# Dehydrating Eggs



## sss3 (Jul 15, 2007)

I know some of you have dried eggs. My understanding is, they can only be used as scrambled eggs or in cooking/baking. How did you dry them? Temp/how long. How long will they keep; if properly sealed. I was going to try someone's tip; of cutting hole in lid, putting elec tape on top of hole. Was there any problem; with running off Teflon?


----------



## praieri winds (Apr 16, 2010)

we dried several dozen of our eggs I will never do it again I recommend buying freeze dried from a reputable dealer it takes too long and makes too much of a mess to do it myself


----------



## Dixie Bee Acres (Jul 22, 2013)

I have dehydrated eggs a few times.
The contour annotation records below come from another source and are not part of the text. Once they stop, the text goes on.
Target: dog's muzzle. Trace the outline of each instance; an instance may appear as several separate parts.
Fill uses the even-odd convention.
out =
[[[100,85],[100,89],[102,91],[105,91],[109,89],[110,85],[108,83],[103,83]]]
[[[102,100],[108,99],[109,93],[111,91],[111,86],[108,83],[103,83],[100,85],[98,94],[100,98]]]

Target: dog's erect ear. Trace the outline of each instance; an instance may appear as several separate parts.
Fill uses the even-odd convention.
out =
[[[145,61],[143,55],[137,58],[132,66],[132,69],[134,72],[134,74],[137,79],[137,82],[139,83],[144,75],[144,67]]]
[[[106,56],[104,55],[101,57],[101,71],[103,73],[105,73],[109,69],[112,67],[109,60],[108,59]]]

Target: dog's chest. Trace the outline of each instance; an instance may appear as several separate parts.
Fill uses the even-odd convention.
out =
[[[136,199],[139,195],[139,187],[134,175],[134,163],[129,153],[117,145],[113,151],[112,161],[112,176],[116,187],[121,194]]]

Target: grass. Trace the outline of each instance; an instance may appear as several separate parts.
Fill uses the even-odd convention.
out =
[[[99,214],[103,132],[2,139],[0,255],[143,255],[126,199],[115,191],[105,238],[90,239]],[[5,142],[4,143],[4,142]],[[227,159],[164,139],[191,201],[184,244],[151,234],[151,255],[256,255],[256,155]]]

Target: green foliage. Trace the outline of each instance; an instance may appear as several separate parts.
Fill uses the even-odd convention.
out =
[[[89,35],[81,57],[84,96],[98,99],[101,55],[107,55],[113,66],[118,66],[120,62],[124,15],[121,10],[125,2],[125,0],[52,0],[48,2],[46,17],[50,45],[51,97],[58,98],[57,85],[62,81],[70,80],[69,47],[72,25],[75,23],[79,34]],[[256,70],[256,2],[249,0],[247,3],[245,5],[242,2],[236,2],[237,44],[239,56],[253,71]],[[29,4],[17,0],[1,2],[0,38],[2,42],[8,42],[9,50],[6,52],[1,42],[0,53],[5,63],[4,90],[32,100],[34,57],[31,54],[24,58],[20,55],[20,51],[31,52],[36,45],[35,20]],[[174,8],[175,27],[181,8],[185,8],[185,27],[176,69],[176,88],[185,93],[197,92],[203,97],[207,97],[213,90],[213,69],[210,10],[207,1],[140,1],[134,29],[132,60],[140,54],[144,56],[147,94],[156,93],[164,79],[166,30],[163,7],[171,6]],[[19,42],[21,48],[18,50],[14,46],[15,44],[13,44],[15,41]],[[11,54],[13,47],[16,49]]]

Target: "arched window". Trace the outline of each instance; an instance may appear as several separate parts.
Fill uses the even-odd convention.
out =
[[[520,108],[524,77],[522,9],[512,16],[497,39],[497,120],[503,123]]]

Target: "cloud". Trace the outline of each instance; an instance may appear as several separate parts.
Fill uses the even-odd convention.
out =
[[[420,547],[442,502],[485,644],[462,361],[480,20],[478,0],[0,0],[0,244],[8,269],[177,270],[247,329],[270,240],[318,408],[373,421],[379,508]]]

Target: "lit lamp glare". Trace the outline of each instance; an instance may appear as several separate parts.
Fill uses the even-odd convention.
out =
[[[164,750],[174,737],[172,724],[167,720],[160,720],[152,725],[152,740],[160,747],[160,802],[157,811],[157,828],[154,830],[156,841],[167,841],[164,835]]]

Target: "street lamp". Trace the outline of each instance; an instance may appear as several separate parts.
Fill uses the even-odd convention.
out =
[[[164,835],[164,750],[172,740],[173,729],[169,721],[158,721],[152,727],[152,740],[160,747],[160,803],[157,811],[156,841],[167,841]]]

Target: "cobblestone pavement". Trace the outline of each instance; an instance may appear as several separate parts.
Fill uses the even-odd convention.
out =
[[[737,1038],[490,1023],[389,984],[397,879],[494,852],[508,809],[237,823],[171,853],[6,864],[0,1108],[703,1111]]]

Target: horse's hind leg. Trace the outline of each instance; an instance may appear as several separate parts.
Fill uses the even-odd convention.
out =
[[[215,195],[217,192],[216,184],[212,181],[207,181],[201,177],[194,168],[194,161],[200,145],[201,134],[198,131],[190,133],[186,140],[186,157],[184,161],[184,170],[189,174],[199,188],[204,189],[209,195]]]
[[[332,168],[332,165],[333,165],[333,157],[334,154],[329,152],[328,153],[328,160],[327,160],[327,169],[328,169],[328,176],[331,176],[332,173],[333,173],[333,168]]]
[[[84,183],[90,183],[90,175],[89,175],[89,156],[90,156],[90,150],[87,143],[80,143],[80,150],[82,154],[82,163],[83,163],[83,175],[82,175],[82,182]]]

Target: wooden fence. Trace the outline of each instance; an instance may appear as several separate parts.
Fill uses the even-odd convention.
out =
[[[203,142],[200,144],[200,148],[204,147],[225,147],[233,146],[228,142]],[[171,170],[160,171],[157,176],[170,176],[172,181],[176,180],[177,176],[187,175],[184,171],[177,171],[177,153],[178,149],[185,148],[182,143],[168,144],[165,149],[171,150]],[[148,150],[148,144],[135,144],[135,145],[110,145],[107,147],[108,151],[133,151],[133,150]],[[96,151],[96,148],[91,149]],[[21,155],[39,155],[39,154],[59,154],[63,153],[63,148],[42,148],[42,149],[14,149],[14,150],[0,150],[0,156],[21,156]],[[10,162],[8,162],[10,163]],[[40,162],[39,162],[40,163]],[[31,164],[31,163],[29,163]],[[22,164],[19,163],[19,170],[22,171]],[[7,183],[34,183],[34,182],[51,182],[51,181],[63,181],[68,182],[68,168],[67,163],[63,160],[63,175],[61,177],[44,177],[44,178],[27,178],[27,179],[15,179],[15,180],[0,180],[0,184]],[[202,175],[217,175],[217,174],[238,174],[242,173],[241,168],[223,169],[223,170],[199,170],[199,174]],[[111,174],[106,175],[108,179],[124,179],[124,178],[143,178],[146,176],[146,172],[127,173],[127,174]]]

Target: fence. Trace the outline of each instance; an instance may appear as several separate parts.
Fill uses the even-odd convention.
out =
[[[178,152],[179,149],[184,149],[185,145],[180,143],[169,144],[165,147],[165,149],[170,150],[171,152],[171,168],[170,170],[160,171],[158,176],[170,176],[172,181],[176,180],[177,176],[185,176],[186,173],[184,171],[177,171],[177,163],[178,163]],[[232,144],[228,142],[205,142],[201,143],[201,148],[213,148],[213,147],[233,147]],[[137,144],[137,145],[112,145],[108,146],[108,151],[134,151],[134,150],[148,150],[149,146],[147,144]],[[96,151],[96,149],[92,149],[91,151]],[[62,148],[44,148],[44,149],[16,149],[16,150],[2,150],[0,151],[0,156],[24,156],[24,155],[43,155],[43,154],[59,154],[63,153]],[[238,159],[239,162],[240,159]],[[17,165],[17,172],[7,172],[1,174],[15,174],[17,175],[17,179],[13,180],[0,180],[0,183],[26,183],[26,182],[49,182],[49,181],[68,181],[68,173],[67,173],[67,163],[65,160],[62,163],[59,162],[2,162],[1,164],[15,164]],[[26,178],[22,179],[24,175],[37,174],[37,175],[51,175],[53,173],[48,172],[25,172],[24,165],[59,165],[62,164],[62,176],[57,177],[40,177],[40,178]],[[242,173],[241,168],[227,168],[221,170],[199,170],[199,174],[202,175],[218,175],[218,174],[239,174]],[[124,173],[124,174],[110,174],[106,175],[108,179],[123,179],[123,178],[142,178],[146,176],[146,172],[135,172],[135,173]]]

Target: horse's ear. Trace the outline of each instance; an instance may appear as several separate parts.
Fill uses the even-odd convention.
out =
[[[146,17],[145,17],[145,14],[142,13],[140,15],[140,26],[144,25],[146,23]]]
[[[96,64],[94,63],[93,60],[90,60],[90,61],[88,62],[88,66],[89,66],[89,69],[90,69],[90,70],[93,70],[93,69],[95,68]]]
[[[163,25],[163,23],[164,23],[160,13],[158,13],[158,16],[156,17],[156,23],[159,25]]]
Just make scrambled eggs, no milk, and cook with no oil.
Then put in the dehydrator. I don't remember how long, I just checked them after a couple of hours, then every half hour or so till you have a lot of small yellow rocks. If I remember correctly, I thinning I had my nesco set at 135*.
Once they were completely dried, I ran them through the blender till nothing remained but a powder.
I stored the powder in a quart jar in the freezer. It takes 1 tablespoon powder to just over 2 tablespoons of water to equal an egg.


----------



## shellybo (Nov 9, 2013)

I experimented making dehydrated eggs but used the generic form of Eggbeaters. I used these since they were already pasteurized. I just poured the mixture onto my Nesco round fruit roll up trays. Be careful not pour to the rim since when it heats up it will spill over! Leave about an inch of free space on the trays. I used 140 temp ( since eggs were already pasturized). Then you have to stir it on occasion since it will dry from the outside. Once it was fully dry and crispy I just blended it into a powder. To rehydrate take about a heaping tablespoon and add a tiny bit of water until it forms a paste then slowly add more water until it is recontituted , I then let it sit for a few minutes before using. Don't add a lot of water at first or you will get clumps that will not reconstitute. I might try scrambling them first next time since the liquid took a while to dry. They came out tasting like Eggbeaters  After being on the shelf for a few months I noticed a slight ammonia smell ( maybe because I didn't use an oxygen absorber). I still ate them and did not get sick LOL. From 2 cartons of Eggbeaters I had about 1/2 pint of dry powder.


----------